Hong Kong votes in key elections
Hong Kong voters are electing a new legislature, with pro-democracy candidates expected to benefit from weeks of anti-China protests.
Hong Kong voters went to the polls in legislative elections seen as a crucial test for the Beijing-backed government, as calls for full democracy grow and disenchantment with Chinese rule surges.
Nearly 3.5 million people are eligible to cast ballots in the poll, which comes after weeks of protests against a plan to introduce Chinese patriotism classes into schools forced the government into a last-minute backdown on Saturday.
Voting began at 7:30am and would go on until 10:30pm with results not expected until Monday.

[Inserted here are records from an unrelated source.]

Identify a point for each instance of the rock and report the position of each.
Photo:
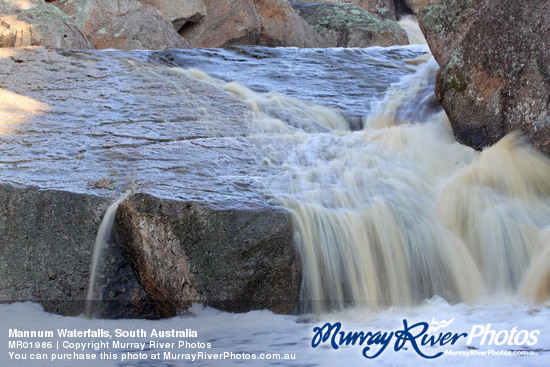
(233, 258)
(227, 23)
(282, 27)
(41, 25)
(381, 9)
(179, 12)
(144, 28)
(495, 74)
(47, 245)
(92, 15)
(416, 5)
(345, 25)
(133, 123)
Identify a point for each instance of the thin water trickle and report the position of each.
(399, 212)
(103, 235)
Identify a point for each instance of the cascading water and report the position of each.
(103, 235)
(399, 212)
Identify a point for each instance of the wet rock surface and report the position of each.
(235, 257)
(282, 27)
(495, 75)
(43, 24)
(346, 25)
(92, 124)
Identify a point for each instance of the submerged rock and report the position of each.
(495, 74)
(141, 29)
(416, 5)
(381, 9)
(233, 257)
(179, 12)
(345, 25)
(227, 23)
(183, 144)
(92, 15)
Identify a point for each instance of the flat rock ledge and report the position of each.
(197, 228)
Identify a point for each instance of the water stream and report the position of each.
(393, 218)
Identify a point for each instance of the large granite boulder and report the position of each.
(198, 228)
(282, 27)
(495, 73)
(179, 12)
(381, 9)
(346, 25)
(233, 257)
(38, 25)
(416, 5)
(92, 15)
(227, 23)
(144, 28)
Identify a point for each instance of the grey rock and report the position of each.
(118, 121)
(179, 12)
(92, 15)
(495, 74)
(345, 25)
(144, 28)
(46, 249)
(282, 27)
(41, 25)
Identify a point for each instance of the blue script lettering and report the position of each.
(414, 335)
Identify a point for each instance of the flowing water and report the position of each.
(393, 218)
(103, 236)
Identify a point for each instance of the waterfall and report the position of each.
(103, 235)
(399, 212)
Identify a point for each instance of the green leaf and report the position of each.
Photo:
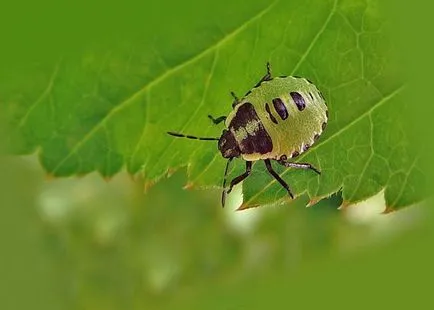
(108, 105)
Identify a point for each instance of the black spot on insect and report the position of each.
(323, 126)
(295, 154)
(257, 142)
(267, 108)
(280, 108)
(311, 96)
(298, 100)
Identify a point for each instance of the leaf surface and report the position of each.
(109, 105)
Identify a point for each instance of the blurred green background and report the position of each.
(84, 243)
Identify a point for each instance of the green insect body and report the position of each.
(278, 119)
(295, 134)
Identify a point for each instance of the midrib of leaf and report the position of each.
(127, 102)
(330, 138)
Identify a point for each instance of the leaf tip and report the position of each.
(388, 209)
(49, 176)
(245, 206)
(147, 185)
(344, 205)
(313, 201)
(189, 185)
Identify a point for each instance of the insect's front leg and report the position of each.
(217, 120)
(283, 161)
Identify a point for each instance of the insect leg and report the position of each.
(298, 165)
(236, 99)
(224, 182)
(217, 120)
(266, 77)
(240, 178)
(277, 177)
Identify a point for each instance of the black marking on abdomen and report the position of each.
(298, 100)
(257, 142)
(267, 108)
(280, 108)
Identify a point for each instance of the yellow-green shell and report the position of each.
(296, 133)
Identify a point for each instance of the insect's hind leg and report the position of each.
(267, 76)
(277, 177)
(217, 120)
(240, 178)
(283, 162)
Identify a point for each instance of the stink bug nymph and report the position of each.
(280, 118)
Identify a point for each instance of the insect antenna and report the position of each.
(180, 135)
(224, 182)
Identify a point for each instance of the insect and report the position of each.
(277, 120)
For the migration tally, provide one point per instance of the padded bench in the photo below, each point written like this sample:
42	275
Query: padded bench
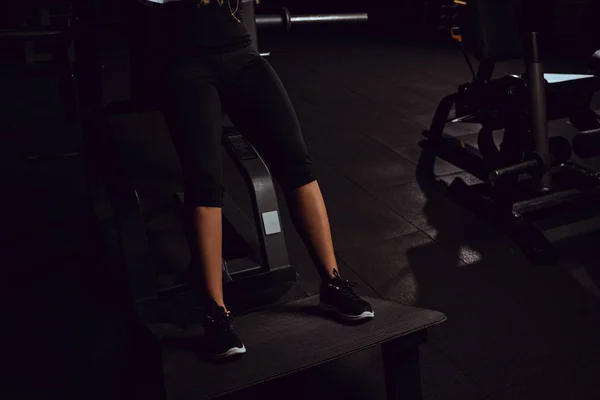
294	337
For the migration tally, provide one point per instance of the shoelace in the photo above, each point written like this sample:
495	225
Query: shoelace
345	287
221	319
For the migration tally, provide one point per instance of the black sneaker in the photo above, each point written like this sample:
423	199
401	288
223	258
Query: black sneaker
338	298
220	339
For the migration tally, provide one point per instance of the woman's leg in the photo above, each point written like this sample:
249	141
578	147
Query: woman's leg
194	116
310	218
261	110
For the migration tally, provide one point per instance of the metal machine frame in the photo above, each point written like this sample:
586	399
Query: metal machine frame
530	173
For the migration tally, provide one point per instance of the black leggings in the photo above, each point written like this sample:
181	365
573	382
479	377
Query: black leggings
243	85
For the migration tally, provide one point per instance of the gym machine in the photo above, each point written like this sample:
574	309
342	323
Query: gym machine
529	173
257	277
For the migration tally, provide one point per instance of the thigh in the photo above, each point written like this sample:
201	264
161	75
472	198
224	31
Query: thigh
194	116
260	108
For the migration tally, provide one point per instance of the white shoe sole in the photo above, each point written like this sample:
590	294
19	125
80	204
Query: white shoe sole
331	309
234	351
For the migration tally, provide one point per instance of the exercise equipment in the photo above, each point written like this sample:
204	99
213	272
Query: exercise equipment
275	337
528	173
260	273
285	21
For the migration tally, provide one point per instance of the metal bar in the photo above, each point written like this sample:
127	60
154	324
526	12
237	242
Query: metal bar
308	19
539	117
554	199
25	34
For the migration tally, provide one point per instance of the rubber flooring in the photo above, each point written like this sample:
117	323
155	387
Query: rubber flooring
514	330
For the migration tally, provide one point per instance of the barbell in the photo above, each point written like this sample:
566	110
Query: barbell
284	20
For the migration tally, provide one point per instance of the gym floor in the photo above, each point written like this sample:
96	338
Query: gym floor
514	330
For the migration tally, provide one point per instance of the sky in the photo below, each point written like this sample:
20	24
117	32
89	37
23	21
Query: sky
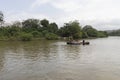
101	14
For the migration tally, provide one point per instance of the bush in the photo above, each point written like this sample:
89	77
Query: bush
26	37
36	34
51	36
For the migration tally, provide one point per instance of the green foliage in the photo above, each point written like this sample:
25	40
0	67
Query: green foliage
30	25
114	33
25	37
34	28
36	34
1	17
90	31
84	35
53	28
44	23
102	34
51	36
71	29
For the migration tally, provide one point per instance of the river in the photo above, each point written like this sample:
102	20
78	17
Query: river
55	60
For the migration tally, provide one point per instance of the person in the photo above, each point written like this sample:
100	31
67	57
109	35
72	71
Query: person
83	42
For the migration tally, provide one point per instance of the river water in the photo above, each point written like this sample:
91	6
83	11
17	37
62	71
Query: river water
55	60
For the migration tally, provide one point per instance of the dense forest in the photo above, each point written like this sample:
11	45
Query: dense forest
114	32
35	29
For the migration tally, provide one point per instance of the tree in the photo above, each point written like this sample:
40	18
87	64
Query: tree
30	25
1	18
91	32
53	28
71	29
44	23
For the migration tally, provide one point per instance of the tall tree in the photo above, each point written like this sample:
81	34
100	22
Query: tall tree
30	25
1	18
71	29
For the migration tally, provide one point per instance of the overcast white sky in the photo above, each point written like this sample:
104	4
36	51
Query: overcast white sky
101	14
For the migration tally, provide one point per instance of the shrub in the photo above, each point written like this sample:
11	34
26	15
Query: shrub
26	37
51	36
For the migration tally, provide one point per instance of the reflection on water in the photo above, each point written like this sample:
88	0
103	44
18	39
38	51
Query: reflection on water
54	60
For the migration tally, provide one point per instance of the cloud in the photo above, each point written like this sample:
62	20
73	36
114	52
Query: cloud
20	16
38	3
101	14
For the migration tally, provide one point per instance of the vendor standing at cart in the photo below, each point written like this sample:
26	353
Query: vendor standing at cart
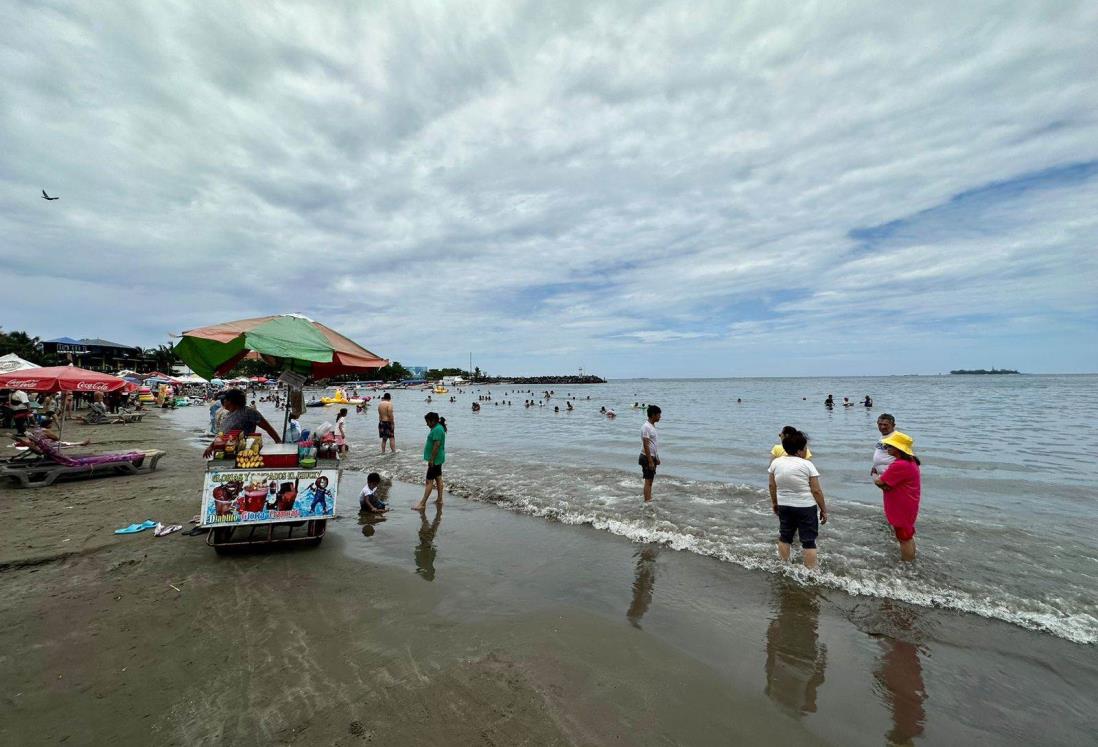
241	417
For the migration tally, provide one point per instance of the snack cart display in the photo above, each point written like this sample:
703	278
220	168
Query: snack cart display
273	493
257	492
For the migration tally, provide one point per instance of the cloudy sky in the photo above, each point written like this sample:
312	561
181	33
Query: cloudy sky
640	189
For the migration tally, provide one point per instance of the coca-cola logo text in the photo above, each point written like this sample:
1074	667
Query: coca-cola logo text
22	383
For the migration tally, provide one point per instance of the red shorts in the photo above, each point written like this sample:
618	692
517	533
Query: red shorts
904	533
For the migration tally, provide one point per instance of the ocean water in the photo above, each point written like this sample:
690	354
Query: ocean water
1009	479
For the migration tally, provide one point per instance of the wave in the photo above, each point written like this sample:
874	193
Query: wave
732	523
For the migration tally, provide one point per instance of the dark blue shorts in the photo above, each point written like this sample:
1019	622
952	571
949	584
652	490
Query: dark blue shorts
803	521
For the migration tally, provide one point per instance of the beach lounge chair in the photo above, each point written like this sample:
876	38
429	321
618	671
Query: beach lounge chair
52	464
96	417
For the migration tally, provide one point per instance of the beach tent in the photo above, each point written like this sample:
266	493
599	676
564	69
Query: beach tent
13	363
289	341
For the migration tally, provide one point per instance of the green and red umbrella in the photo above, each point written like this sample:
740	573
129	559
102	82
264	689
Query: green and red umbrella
291	341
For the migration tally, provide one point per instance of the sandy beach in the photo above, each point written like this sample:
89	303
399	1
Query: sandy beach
474	626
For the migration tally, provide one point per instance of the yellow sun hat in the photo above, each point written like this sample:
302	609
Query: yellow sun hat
900	441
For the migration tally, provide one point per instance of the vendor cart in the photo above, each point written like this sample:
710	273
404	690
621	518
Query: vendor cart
255	494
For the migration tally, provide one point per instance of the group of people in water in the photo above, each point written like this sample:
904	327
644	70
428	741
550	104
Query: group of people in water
797	498
796	495
829	402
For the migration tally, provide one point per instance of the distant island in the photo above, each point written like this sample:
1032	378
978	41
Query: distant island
542	379
984	371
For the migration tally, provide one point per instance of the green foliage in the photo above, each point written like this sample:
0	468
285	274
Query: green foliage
435	374
24	346
163	357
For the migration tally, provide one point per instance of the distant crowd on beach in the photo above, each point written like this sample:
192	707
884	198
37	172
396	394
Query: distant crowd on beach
796	494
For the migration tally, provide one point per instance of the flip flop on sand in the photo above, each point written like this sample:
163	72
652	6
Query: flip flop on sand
134	528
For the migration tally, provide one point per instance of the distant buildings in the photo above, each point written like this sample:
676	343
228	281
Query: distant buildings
99	355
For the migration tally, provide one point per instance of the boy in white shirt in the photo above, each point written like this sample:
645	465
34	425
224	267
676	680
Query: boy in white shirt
795	495
650	449
372	498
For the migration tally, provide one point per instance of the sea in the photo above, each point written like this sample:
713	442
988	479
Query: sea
1009	477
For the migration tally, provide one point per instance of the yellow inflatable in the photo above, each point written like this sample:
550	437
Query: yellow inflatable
340	398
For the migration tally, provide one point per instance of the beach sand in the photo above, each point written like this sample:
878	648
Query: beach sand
478	626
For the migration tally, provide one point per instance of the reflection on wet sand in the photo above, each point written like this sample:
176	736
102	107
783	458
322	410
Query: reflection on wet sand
899	678
425	550
369	521
643	584
795	658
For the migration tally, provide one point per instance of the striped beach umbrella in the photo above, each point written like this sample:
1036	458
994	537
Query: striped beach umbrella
289	341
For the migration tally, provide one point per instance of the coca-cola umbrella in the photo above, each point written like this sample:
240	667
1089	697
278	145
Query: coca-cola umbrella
63	379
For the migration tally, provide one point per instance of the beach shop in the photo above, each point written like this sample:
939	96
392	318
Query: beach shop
257	492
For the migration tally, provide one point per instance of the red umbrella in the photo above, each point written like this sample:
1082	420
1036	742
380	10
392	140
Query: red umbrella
63	379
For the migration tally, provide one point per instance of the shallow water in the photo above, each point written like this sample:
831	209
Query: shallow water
1003	526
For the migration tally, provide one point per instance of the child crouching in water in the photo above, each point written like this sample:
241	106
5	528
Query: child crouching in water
372	498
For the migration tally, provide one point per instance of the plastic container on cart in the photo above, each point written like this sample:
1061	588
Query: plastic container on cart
280	455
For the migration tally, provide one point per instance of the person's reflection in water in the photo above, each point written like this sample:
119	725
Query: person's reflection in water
899	678
643	584
795	658
369	521
425	550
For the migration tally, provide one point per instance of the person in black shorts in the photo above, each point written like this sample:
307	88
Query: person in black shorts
434	454
649	449
796	497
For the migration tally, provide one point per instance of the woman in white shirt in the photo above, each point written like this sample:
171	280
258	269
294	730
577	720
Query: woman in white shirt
796	497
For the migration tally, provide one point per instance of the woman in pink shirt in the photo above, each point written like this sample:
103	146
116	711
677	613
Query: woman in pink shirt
902	488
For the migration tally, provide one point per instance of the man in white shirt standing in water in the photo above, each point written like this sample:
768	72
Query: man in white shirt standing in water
387	423
650	449
881	457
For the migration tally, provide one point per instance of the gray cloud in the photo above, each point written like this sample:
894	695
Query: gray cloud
553	185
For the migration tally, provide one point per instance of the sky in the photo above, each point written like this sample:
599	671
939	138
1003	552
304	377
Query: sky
634	189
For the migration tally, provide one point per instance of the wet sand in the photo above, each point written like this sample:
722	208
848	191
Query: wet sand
474	626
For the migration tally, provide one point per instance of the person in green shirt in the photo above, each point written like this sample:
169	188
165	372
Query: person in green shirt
434	454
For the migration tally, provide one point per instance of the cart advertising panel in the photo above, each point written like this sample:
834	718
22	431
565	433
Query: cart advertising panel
242	497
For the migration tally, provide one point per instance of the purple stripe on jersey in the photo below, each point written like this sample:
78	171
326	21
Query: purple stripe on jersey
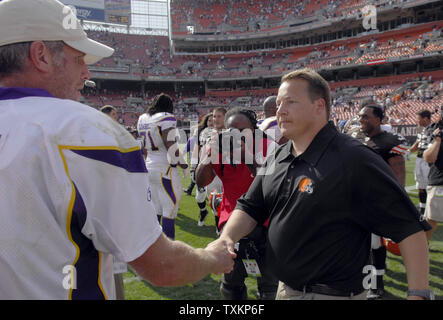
168	119
130	161
17	93
272	124
87	265
167	184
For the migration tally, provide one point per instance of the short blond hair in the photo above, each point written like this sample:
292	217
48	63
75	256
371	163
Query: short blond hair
318	87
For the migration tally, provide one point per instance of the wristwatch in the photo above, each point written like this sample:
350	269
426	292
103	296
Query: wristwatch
425	294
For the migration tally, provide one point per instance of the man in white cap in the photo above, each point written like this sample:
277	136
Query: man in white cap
73	183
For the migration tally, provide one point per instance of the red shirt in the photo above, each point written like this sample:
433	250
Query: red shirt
236	182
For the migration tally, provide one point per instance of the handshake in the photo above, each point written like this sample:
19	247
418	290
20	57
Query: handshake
222	255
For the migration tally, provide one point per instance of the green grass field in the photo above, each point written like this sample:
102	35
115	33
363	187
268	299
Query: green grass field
208	288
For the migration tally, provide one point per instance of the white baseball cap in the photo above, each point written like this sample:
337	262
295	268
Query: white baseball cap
47	20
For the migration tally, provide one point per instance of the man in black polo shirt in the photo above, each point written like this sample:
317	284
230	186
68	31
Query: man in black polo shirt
327	193
434	205
391	148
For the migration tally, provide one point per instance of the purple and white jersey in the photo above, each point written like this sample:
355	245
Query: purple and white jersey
73	194
151	128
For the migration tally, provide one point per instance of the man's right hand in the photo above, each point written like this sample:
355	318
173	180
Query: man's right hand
223	251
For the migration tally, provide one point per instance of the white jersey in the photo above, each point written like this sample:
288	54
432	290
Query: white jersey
151	128
73	194
271	128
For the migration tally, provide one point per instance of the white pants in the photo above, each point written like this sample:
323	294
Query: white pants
421	173
166	190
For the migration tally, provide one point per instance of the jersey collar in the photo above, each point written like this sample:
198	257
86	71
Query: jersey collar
17	93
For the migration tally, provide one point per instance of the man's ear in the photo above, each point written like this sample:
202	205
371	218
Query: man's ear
40	57
320	106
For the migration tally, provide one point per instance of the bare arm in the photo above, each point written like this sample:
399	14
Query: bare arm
414	250
414	147
174	263
397	164
238	226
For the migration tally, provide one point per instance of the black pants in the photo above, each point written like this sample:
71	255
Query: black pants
252	247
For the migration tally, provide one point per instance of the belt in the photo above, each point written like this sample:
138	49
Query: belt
327	290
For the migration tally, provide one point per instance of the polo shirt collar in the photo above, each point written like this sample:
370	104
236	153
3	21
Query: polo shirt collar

The poll comes a day after the government scrapped plans for mandatory Chinese patriotism lessons in schools.
For the first time, 40 of the 70 seats on the governing legislative council will be directly elected.
The results of the poll could keep on track plans for universal suffrage, which could come as early as 2017.
But for the promised reform to be implemented, it needs the support of the legislative council.
The election campaign has been dominated by issues such as employment, corruption and the growing number of visitors from mainland China.
Hong Kong, which was handed to China by Britain in 1997, enjoys greater political freedom than mainland China, including a free press and the right to peaceful assembly.
Under the current laws, 30 of the 70 seats in the assembly are being chosen by small group of electors selected along economic and professional lines.
Besides the protests over education policy, tensions have been brewing over corruption, the yawning gap between rich and poor, soaring property prices and the strains of coping with an influx of millions of mainland tourists.
Surveys show dissatisfaction with mainland rule is rising sharply, especially among the young, and analysts are expecting one of the highest turnouts of any election in the former British colony.
he U-turn on education was a major victory for people-power in a city that was ruled as a colony of Britain until 1997, when it was handed back to China as a semi-autonomous territory with broad rights and freedoms.
Organisers said protests outside the government headquarters swelled to 120,000 people, mainly students and parents, on Friday, and 100,000 people on the eve of the elections. Police put the number at 27,500 on Saturday evening.
Critics of the plan said it amounted to brainwashing, citing state-funded course materials praising the benefits of one-party rule.
Pro-democracy parties were using the education furore to galvanise their supporters, hoping to boost their representation.
But democracy activists fear Beijing will try to screen the candidates that people can vote for in the future, to ensure the city does not elect a government hostile to communist rule on the mainland.